Поэтому, нельзя утверждать, что партийно-советское руководство использовало голод как стимулятор коллективизации. Еще раз подчеркну, что голод 1932 – 1933 гг. никоим образом не был спланированной акцией большевиков. Да, он стал результатом аграрной политики сталинского режима, но результатом непредвиденным. Обвинять представителей власти в целенаправленном уничтожении голодом населения собственного государства безосновательно (хотя подобные обвинения раздавались уже в 1930-х гг.: я не раз натыкался в источниках на высказывания крестьян, что, якобы, Сталин велел выморить голодом столько-то сельских жителей, а столько-то оставить в живых).
Вопрос: Не стала ли одной из причин голода проводимая в те годы индустриализация? Считается, что для приобретения зарубежного оборудования для заводов и электростанций за границу продавалось зерно. А зерно это в тот год изымалось у крестьян путем чрезмерно высокой нормы хлебозаготовок. В итоге образовавшийся дефицит продовольствия и привел к голоду. Так ли это?

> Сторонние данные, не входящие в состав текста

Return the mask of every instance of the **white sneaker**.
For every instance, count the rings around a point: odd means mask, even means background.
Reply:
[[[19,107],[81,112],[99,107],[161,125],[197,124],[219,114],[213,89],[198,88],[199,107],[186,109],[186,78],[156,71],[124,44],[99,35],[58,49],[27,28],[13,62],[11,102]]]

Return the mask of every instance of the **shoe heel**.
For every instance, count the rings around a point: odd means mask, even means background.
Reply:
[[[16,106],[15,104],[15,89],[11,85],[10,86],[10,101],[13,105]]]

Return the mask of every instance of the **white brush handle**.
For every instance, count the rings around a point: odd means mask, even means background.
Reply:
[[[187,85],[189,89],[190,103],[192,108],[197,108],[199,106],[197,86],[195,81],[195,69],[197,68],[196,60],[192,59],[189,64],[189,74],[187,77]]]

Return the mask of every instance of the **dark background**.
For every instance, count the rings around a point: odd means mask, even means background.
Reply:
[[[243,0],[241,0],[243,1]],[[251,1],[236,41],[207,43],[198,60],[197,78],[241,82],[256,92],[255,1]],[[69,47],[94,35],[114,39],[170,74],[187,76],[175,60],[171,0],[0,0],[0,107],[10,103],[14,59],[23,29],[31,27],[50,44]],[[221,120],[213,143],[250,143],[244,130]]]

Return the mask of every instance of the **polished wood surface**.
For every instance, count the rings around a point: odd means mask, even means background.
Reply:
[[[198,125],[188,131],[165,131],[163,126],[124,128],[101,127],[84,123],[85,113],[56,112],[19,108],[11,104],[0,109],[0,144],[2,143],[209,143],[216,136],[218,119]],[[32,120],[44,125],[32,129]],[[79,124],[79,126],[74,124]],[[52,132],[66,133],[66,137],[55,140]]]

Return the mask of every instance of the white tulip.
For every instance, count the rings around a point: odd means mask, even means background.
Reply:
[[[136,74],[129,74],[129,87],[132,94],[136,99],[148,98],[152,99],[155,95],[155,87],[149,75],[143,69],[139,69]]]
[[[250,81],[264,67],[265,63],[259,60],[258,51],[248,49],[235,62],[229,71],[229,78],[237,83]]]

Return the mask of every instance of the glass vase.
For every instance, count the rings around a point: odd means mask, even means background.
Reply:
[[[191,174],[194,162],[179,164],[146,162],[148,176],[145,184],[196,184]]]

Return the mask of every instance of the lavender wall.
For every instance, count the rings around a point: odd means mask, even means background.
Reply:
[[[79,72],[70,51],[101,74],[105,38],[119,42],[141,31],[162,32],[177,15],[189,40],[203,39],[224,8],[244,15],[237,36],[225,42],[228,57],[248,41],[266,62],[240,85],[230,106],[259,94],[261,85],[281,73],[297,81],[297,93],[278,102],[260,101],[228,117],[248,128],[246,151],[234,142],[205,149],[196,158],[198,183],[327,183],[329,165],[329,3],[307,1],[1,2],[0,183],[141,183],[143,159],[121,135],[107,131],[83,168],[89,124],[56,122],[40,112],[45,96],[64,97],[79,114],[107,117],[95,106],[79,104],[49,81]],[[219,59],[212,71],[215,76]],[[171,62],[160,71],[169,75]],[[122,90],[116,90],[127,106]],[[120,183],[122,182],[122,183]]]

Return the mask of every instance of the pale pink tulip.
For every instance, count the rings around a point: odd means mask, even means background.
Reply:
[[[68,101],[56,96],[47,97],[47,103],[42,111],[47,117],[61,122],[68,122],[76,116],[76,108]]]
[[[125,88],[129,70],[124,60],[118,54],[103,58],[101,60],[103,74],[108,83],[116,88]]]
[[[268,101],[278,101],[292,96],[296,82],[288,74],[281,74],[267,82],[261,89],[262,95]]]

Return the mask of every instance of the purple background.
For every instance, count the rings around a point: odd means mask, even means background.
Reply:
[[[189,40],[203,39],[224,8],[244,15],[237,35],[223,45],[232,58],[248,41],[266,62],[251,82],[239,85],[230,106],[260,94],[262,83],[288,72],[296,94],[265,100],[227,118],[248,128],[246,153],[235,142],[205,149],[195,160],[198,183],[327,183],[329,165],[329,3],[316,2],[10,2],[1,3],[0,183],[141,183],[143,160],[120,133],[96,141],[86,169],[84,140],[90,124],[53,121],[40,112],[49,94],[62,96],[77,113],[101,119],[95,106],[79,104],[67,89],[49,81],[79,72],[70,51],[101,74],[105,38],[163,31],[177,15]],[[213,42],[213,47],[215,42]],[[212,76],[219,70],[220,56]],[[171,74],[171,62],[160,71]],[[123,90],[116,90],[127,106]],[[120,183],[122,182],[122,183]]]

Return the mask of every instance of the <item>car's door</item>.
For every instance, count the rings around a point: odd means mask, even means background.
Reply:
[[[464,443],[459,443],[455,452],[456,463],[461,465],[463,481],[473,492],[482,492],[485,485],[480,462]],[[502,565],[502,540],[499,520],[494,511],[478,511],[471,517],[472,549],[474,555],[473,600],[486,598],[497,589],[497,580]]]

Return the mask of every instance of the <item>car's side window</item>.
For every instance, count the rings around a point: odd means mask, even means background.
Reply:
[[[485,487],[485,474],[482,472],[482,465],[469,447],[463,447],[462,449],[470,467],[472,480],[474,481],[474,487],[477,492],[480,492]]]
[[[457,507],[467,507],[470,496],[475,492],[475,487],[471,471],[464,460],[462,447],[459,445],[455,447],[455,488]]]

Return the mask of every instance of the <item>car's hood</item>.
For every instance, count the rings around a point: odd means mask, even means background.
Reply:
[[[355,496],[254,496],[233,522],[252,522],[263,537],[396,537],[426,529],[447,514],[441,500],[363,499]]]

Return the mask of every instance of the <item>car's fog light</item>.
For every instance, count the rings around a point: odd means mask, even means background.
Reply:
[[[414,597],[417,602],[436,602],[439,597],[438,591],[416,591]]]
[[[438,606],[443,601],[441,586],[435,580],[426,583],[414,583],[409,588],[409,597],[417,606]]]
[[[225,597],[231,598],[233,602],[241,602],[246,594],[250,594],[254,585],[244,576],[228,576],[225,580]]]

Одновременно хотелось бы уточнить вопрос – а продавалось ли тогда зерно за границу? Некоторые историки утверждают, что нет документов, подтверждающих такую продажу. Соответствует ли это действительности?
В.А. Бондарев: Я не знаю специалистов, которые стали бы такое утверждать. Очевидно, это заявляют нынешние так называемые «исследователи» из лагеря сталинистов, читать опусы которых и спорить с которыми у меня нет ни малейшего желания, поскольку это люди ангажированные, заинтересованные в возвеличивании Сталина и его режима. Истина их не интересует, они (как, впрочем, и либералы из противоположного лагеря) весьма вольно обходятся с фактами.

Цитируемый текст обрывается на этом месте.